To be fair, though, I did this to myself. This wasn’t like Endgame where I got drawn in by lies in the trailer. I sought this movie out of my own accord and watched it. I am really that stupid.

Why would I do that to myself? Curiosity, mostly. The Source was supposed to be the start of a new Highlander trilogy. After Endgame pretty much tanked the franchise, the series needed a reboot, and I hoped this was going to be it. But then previews and trailers began to come out, and it became clear the film was going to be garbage. Taking one look at the post-apocalyptic setting and the notion that Duncan and company were going to seek the origins of immortality, I immediately thought it was going to be another Highlander II. But I was wrong – this film was much, much worse than Highlander II. Even with my lowered expectations, it still felt like a kick to the groin. And the sad part is, it didn’t have to be that way.
A Rocky Pre-Production
Highlander: Endgame tanked the franchise. It bombed just like Highlander II and Highlander III did, but there was no television show going on to keep the brand fresh and popular. Even diehard fans started to give up on the franchise, and after four box office failures, folks finally caught on that the franchise was never going to succeed in theatres. (Of the movies, only the original can be considered a success, and even it lost money at the box office – it was home video and international sales that kept the franchise going.) Despite that, Davis-Panzer Productions would not let the thing die. At this point, I’m pretty sure that they didn’t actually care about the film versions of Highlander but rather wanted to keep the brand going so they could sell merchandise. Highlander has a lot of fan paraphernalia, ranging from novel tie-ins to replica swords. The fact that there was ever a fifth Highlander movie suggests that the money was coming from somewhere, and it sure wasn’t from the films themselves.

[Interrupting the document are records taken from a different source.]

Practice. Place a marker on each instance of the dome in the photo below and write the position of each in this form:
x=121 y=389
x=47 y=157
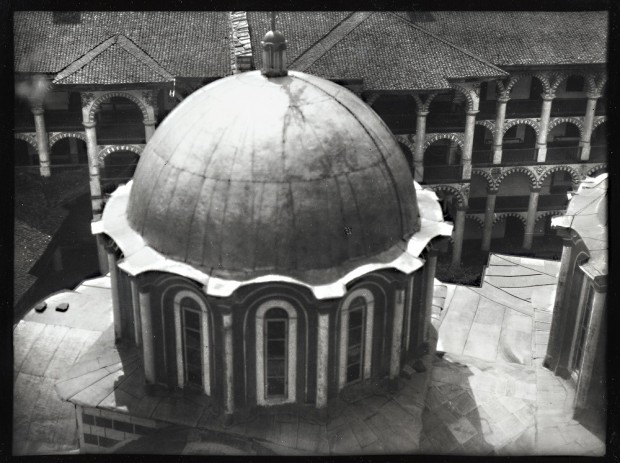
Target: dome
x=253 y=175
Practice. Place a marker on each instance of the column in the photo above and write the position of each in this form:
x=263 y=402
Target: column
x=42 y=142
x=418 y=153
x=555 y=335
x=135 y=302
x=531 y=218
x=147 y=338
x=470 y=123
x=149 y=129
x=322 y=360
x=118 y=327
x=430 y=267
x=459 y=229
x=541 y=143
x=229 y=400
x=498 y=135
x=93 y=168
x=73 y=151
x=589 y=350
x=397 y=333
x=586 y=133
x=489 y=216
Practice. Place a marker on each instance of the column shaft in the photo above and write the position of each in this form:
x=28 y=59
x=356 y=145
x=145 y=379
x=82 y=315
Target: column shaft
x=229 y=406
x=147 y=338
x=93 y=168
x=498 y=135
x=430 y=267
x=322 y=360
x=135 y=302
x=468 y=145
x=589 y=350
x=115 y=300
x=397 y=333
x=586 y=134
x=459 y=230
x=541 y=143
x=530 y=221
x=418 y=154
x=489 y=215
x=42 y=142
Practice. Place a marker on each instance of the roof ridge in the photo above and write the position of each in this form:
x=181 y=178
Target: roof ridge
x=329 y=40
x=86 y=58
x=447 y=42
x=132 y=48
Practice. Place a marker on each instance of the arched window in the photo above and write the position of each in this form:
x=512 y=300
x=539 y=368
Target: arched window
x=356 y=322
x=192 y=341
x=276 y=353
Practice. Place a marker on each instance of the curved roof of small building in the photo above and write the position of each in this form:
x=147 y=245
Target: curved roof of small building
x=252 y=176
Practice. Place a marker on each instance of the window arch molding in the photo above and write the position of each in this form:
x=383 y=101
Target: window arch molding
x=368 y=323
x=291 y=352
x=204 y=338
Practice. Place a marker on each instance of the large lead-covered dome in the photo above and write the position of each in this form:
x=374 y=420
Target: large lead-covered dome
x=253 y=175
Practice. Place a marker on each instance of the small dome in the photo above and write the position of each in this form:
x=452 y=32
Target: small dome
x=251 y=176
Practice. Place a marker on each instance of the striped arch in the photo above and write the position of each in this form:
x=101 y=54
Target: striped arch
x=531 y=122
x=106 y=96
x=432 y=138
x=476 y=219
x=487 y=124
x=457 y=193
x=593 y=169
x=545 y=214
x=503 y=215
x=600 y=120
x=485 y=174
x=59 y=136
x=113 y=148
x=554 y=122
x=514 y=170
x=573 y=173
x=28 y=138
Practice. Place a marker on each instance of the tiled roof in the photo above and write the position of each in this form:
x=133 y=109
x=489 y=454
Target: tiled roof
x=523 y=37
x=389 y=53
x=118 y=52
x=186 y=44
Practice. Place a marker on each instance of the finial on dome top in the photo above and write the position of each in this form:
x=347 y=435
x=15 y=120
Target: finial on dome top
x=274 y=51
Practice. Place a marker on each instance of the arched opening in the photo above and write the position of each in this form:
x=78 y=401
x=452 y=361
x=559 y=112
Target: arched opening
x=482 y=152
x=513 y=193
x=563 y=143
x=119 y=120
x=118 y=168
x=356 y=337
x=525 y=98
x=546 y=241
x=397 y=111
x=519 y=145
x=68 y=150
x=276 y=353
x=554 y=191
x=570 y=97
x=442 y=161
x=447 y=113
x=25 y=154
x=507 y=237
x=598 y=143
x=408 y=155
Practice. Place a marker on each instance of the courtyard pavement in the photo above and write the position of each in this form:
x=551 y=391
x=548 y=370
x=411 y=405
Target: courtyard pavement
x=483 y=393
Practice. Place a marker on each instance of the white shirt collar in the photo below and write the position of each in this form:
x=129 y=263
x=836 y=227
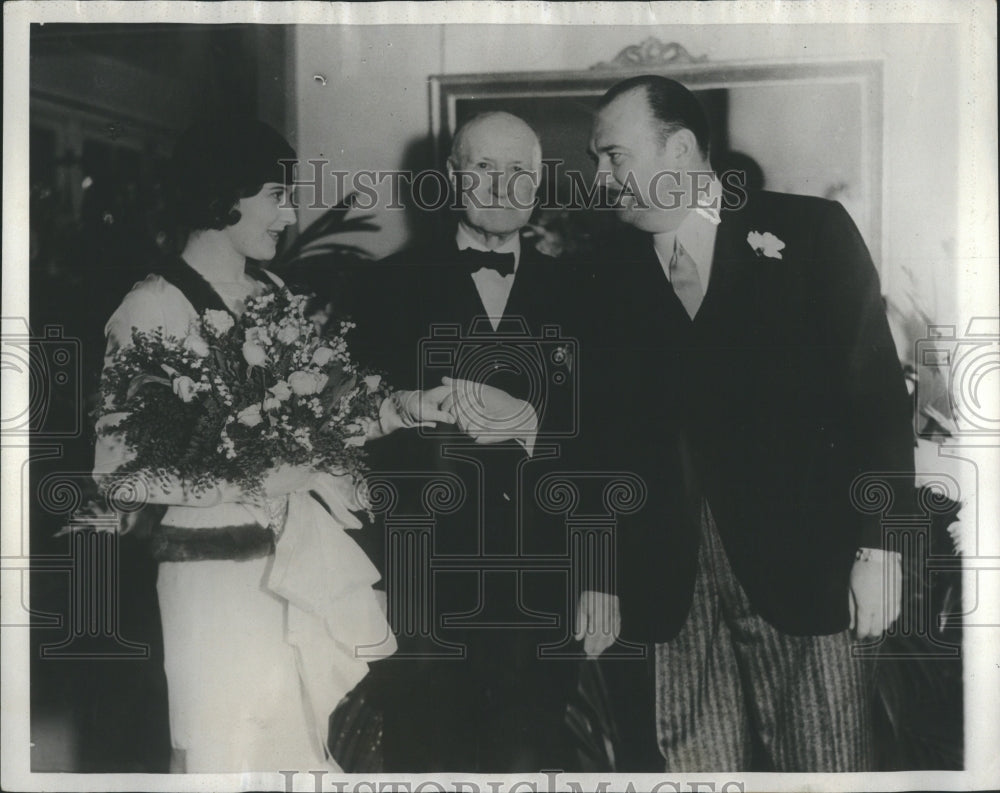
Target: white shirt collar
x=464 y=239
x=696 y=234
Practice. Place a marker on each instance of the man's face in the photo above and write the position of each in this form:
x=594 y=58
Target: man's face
x=496 y=174
x=641 y=172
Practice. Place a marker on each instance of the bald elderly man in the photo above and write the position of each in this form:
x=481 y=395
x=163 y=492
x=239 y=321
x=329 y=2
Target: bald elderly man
x=469 y=689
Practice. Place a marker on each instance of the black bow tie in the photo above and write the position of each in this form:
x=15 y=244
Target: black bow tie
x=475 y=260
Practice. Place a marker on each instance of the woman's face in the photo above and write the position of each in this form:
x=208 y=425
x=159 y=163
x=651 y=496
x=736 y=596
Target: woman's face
x=262 y=219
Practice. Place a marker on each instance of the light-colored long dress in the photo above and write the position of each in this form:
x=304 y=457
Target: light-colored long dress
x=257 y=653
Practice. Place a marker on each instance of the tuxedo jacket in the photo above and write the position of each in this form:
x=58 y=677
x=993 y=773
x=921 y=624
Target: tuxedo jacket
x=419 y=317
x=782 y=391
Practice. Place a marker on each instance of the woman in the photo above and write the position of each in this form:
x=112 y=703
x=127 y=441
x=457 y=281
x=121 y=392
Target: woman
x=263 y=600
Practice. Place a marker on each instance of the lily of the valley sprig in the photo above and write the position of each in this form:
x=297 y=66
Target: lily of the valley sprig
x=765 y=244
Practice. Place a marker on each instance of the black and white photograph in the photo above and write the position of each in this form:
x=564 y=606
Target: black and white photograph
x=500 y=396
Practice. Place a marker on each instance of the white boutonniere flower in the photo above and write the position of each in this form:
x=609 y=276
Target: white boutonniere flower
x=765 y=244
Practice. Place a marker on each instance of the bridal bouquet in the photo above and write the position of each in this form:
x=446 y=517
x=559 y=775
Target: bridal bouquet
x=235 y=398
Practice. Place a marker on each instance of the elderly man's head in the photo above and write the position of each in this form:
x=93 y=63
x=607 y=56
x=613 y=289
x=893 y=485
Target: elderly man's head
x=494 y=167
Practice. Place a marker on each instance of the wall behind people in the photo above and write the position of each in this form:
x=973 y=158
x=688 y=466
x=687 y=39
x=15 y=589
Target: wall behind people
x=370 y=110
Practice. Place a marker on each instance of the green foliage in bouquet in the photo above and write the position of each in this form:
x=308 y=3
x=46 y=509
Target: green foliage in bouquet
x=235 y=398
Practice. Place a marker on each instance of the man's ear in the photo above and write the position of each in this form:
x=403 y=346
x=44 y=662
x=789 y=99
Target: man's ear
x=682 y=147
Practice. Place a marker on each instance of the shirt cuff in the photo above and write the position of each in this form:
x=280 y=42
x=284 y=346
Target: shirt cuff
x=876 y=554
x=530 y=434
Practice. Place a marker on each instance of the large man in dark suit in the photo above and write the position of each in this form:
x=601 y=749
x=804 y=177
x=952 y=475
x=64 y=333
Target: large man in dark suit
x=487 y=311
x=750 y=328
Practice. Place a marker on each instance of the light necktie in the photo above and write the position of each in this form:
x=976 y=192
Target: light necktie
x=685 y=280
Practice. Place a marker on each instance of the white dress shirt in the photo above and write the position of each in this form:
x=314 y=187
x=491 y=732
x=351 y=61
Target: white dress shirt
x=494 y=289
x=494 y=292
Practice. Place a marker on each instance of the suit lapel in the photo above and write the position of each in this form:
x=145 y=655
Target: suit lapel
x=731 y=262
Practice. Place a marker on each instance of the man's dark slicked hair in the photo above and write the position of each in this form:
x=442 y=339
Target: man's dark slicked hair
x=670 y=103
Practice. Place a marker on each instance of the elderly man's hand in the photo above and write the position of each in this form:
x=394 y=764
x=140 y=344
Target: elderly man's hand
x=598 y=622
x=489 y=415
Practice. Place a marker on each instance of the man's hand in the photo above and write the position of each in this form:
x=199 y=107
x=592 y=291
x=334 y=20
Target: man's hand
x=405 y=409
x=423 y=408
x=876 y=592
x=285 y=479
x=598 y=622
x=487 y=414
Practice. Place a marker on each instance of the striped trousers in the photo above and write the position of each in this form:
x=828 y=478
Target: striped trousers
x=735 y=694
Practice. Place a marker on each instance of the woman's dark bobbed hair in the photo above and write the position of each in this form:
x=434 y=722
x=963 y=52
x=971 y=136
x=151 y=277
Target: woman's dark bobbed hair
x=217 y=162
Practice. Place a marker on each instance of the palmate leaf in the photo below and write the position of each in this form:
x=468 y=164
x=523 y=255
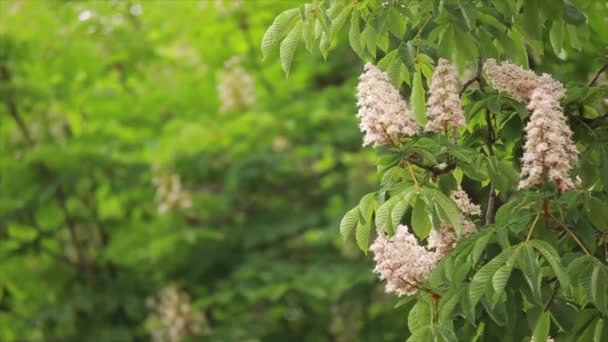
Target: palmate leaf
x=417 y=99
x=366 y=208
x=349 y=222
x=421 y=224
x=543 y=324
x=282 y=23
x=484 y=276
x=339 y=20
x=420 y=316
x=288 y=47
x=354 y=33
x=308 y=30
x=549 y=253
x=448 y=209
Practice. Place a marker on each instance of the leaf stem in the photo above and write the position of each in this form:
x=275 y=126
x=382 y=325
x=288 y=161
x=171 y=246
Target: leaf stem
x=597 y=74
x=532 y=226
x=409 y=167
x=570 y=232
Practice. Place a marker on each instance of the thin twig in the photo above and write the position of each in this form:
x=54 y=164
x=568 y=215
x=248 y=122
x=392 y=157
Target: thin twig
x=571 y=234
x=597 y=74
x=532 y=226
x=553 y=294
x=432 y=168
x=478 y=78
x=409 y=167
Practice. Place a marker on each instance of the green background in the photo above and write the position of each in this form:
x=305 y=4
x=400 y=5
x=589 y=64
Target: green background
x=106 y=90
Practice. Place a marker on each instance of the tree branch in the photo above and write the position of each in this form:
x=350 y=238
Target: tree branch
x=478 y=78
x=597 y=74
x=432 y=168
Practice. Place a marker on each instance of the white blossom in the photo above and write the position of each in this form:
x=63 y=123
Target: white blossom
x=549 y=151
x=444 y=108
x=401 y=261
x=444 y=240
x=169 y=192
x=404 y=263
x=173 y=319
x=236 y=87
x=384 y=114
x=519 y=83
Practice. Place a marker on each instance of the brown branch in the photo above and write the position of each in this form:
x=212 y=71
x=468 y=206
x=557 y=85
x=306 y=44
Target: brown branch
x=597 y=74
x=432 y=168
x=478 y=78
x=490 y=140
x=579 y=242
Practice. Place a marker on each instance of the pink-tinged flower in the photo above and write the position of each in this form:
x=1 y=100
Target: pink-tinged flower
x=549 y=151
x=384 y=114
x=444 y=109
x=519 y=83
x=401 y=261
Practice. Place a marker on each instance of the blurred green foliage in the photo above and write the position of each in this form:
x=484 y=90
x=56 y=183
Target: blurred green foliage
x=94 y=96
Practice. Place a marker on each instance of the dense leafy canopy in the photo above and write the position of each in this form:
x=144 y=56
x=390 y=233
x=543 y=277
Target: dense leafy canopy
x=94 y=96
x=537 y=266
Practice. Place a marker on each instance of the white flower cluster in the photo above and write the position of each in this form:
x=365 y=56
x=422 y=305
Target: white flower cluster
x=444 y=108
x=519 y=83
x=236 y=87
x=444 y=240
x=549 y=152
x=169 y=192
x=384 y=114
x=403 y=263
x=173 y=318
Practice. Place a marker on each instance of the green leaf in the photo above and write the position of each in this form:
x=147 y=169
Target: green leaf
x=469 y=13
x=324 y=45
x=366 y=207
x=449 y=209
x=599 y=287
x=501 y=277
x=599 y=331
x=406 y=54
x=483 y=277
x=556 y=36
x=447 y=333
x=288 y=47
x=420 y=316
x=528 y=264
x=349 y=221
x=369 y=37
x=280 y=25
x=421 y=224
x=362 y=235
x=308 y=31
x=597 y=213
x=401 y=206
x=573 y=15
x=448 y=303
x=354 y=34
x=392 y=66
x=338 y=21
x=417 y=99
x=541 y=329
x=549 y=253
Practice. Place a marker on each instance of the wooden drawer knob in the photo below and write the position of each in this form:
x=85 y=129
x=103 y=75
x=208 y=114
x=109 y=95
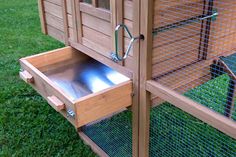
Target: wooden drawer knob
x=26 y=76
x=56 y=103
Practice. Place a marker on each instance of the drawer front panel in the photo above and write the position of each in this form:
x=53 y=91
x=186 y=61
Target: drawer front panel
x=45 y=73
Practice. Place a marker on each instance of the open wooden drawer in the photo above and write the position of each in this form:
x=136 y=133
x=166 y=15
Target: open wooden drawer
x=80 y=88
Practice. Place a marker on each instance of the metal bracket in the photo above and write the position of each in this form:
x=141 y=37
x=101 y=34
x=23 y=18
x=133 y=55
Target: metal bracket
x=115 y=55
x=70 y=113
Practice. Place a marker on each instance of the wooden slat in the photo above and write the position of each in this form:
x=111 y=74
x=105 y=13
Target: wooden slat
x=55 y=33
x=70 y=21
x=97 y=37
x=119 y=15
x=95 y=3
x=97 y=12
x=199 y=111
x=96 y=47
x=42 y=16
x=69 y=6
x=54 y=21
x=57 y=2
x=128 y=9
x=96 y=24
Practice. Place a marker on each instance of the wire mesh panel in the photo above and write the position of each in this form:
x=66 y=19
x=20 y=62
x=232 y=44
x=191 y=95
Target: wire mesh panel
x=194 y=44
x=113 y=135
x=194 y=54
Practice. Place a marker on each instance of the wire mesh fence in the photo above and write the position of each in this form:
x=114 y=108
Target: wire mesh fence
x=194 y=44
x=113 y=135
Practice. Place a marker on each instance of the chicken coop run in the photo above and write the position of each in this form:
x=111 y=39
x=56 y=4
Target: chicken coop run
x=142 y=77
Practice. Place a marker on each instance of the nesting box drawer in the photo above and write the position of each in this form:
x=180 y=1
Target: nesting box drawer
x=80 y=88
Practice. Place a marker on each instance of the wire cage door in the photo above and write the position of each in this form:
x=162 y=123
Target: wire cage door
x=193 y=55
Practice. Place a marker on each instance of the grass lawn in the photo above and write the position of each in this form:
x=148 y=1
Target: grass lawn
x=29 y=127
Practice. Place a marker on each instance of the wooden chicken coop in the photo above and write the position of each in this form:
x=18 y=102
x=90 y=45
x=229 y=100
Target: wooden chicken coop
x=142 y=77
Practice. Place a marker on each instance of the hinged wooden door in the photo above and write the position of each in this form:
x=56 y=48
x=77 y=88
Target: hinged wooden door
x=96 y=21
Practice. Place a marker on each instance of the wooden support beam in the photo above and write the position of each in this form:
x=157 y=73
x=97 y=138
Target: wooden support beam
x=146 y=25
x=199 y=111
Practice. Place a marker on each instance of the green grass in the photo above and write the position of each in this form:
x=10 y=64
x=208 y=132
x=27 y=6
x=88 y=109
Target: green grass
x=28 y=126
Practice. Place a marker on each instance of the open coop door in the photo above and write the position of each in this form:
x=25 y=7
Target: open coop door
x=106 y=27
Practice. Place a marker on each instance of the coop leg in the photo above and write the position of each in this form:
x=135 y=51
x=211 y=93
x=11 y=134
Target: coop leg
x=216 y=69
x=230 y=98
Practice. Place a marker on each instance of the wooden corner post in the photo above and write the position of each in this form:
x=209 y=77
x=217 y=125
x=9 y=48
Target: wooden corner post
x=42 y=16
x=136 y=80
x=146 y=25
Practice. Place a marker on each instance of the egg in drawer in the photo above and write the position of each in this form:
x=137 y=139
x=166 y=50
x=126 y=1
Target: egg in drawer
x=82 y=89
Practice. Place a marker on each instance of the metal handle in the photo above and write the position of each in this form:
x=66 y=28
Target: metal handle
x=115 y=55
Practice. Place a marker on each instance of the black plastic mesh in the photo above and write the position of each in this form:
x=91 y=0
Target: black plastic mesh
x=176 y=133
x=113 y=135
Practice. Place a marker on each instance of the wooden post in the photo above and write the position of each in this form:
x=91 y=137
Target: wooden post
x=136 y=81
x=65 y=22
x=146 y=26
x=42 y=16
x=76 y=20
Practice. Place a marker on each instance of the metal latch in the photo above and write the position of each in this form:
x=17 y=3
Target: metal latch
x=70 y=113
x=115 y=55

Originally, Joel Soisson, the writer of Endgame, wrote the script. His draft got scrapped and Peter Briggs, the screenwriter for Hellboy, came in. In preparation for the project, Briggs actually did research and listened to fans, re-watching all of the movies and the TV series and signing up on the official Highlander message boards under an alias so he could figure out what fans wanted. With someone so dedicated to making a quality film, it’s not surprising that he got kicked off the project. Can’t have quality and a respect for the source material in this franchise, no sirree. His replacement was Stephen Kelvin Watkins, a guy who had never written a professional screenplay before and who I assume was hired because he came on the cheap.
Work began on the film shortly after Endgame released, but things came grinding to a halt when Miramax, the studio that had been putting out the franchise, dropped Highlander, realizing that they were never going to see another dime out of the toxic franchise. After shopping the franchise rights around, Davis-Panzer Productions finally sold it off to Lionsgate, the same studio that put out the Saw series. Because Saw was such a big success, Lionsgate wanted to make Highlander grittier and darker. We’ll get into the effects of that demand later.

Among the film’s many problems was the fact that Adrian Paul wanted nothing to do with it. He hated the way Endgame had turned out and refused to go back to the dead horse that was Highlander. So the producers went back to Christopher Lambert, hoping to bring him back into the series somehow despite the fact that they had killed off his character in the last film in order to make it easier to go forward using Adrian Paul instead. Lambert refused or, based on how his negotiations with the TV series went, probably just asked for way too much money, knowing his demands wouldn’t get met. So the producers had to go crawling back to Adrian Paul, because they desperately wanted one of the iconic MacLeods in the film. In order to bring Paul onboard, they gave him an executive producer credit which was supposed to come with some creative control. They also went out and got two big names in the franchise to help smooth the film over: David Abramowitz, who had worked with Paul on the series, and Russell Mulcahy, who had directed the first two films.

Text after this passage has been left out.